Answer Answered by Elena Stepanova in this comment.
To migrate from MySQL 5.1 to MariaDB 5.5, it should be enough to uninstall MySQL packages without removing the data, and install MariaDB packages (and make sure that
mysql_upgrade was run after the new server was started). But it is always good to have a dump ready as well, and of course don't forget to make a backup before upgrading.
After you upgrade to 5.5, it might happen that the server won't start if you have some options in your config file that were deprecated earlier and removed in 5.5 (it could happen regardless whether you upgrade from/to MySQL or from/to MariaDB, only versions count here). One usual problem is
default-character-set in the server config, although there might be more. In this case just read carefully what the error log says and act accordingly, or ask if you can't interpret it.

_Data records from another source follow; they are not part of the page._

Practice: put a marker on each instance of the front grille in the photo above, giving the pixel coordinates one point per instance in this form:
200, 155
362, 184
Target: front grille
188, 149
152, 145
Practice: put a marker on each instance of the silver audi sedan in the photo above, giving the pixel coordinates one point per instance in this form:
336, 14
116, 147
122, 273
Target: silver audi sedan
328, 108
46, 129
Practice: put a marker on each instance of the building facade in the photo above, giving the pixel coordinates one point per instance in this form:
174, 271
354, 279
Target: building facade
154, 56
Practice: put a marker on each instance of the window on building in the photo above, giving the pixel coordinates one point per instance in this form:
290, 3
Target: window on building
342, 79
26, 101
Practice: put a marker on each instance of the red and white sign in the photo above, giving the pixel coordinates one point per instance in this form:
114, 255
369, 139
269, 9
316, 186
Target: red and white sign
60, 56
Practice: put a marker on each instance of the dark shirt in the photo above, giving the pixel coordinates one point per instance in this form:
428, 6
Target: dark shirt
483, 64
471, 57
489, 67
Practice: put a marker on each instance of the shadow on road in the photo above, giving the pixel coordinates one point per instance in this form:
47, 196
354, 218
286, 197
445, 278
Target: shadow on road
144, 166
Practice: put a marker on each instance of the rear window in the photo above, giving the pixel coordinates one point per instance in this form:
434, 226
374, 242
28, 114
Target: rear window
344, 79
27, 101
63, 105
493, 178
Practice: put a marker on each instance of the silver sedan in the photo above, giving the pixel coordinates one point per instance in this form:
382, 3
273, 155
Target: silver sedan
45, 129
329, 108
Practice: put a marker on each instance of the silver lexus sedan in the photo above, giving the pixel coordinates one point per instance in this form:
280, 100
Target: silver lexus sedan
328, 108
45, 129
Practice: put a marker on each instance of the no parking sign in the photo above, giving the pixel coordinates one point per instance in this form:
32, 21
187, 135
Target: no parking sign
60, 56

Regarding storage engines choice, for the best experience I would recommend to do it one step at a time. Upgrade, see if it runs all right for you and you don't have any problems. Then, you can check Aria vs MyISAM KB page and see if there are any differences that you find potentially useful for your data and workflow. Check all sections regarding advantages, disadvantages, differences to fix and differences not to be fixed.
Potentially you could also consider migrating to InnoDB, but this is definitely not something you should make a decision about lightly, it requires analysis and often the internal knowledge of applications you are using. Even more so for migrating to TokuDB.